I'd been doing grain bowls, curries, sheet pan meals — things that felt like they belonged on a vegan menu. The kind of food people expect when they're ordering plant-based. Brown rice. Tahini. Roasted vegetables arranged nicely in a bowl.
A burrito felt too obvious. Too close to fast food. Like I was trying to convince people that vegan food could pretend to be something it wasn't.
I almost pulled it before the first week shipped.
Then the orders came in. The burrito outsold everything else. Not by a little — by a lot. Guys who told me flat out they didn't eat "rabbit food" were texting me asking how to order more. Construction workers in Naples. Athletes who'd never gone near a vegan restaurant in their lives. People who only ordered it the first time because a friend made them.
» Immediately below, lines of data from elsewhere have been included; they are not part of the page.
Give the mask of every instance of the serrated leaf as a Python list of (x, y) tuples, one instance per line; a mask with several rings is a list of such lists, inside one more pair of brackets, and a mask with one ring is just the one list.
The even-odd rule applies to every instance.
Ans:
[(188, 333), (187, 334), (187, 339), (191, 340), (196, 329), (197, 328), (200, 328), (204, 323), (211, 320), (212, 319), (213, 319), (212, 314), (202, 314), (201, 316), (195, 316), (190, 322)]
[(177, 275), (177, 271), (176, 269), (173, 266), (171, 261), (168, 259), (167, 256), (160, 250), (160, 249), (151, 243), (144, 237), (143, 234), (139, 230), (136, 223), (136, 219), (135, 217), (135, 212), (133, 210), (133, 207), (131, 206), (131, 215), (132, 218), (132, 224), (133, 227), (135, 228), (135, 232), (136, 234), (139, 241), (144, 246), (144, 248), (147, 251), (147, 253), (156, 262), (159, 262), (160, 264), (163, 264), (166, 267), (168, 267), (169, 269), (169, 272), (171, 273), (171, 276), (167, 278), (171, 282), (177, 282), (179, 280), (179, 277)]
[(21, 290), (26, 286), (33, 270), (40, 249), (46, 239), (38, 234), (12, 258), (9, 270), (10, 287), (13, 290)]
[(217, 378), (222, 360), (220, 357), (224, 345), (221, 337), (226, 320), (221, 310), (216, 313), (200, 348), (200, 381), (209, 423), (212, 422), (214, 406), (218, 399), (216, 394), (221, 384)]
I kept waiting for the novelty to wear off. It didn't.
Here's what I think is happening: the burrito doesn't ask anything of you. You don't have to be interested in veganism. You don't have to care about macros or inflammation markers or any of it. You just have to want a burrito — the weight of it in your hand, the smell of Beyond Beef and tomato sauce coming through the bag, the way avocado and plant-based cheddar work together without needing explanation.
It's not trying to be a vegan version of something. It just is what it is.
I call it the World Famous Vegan Burrito now. That's a joke and it's not. At some point I stopped worrying about whether a burrito fit my idea of what I was supposed to be making, and I started trusting that people know what they like.
That's probably the most useful thing I've learned running this business.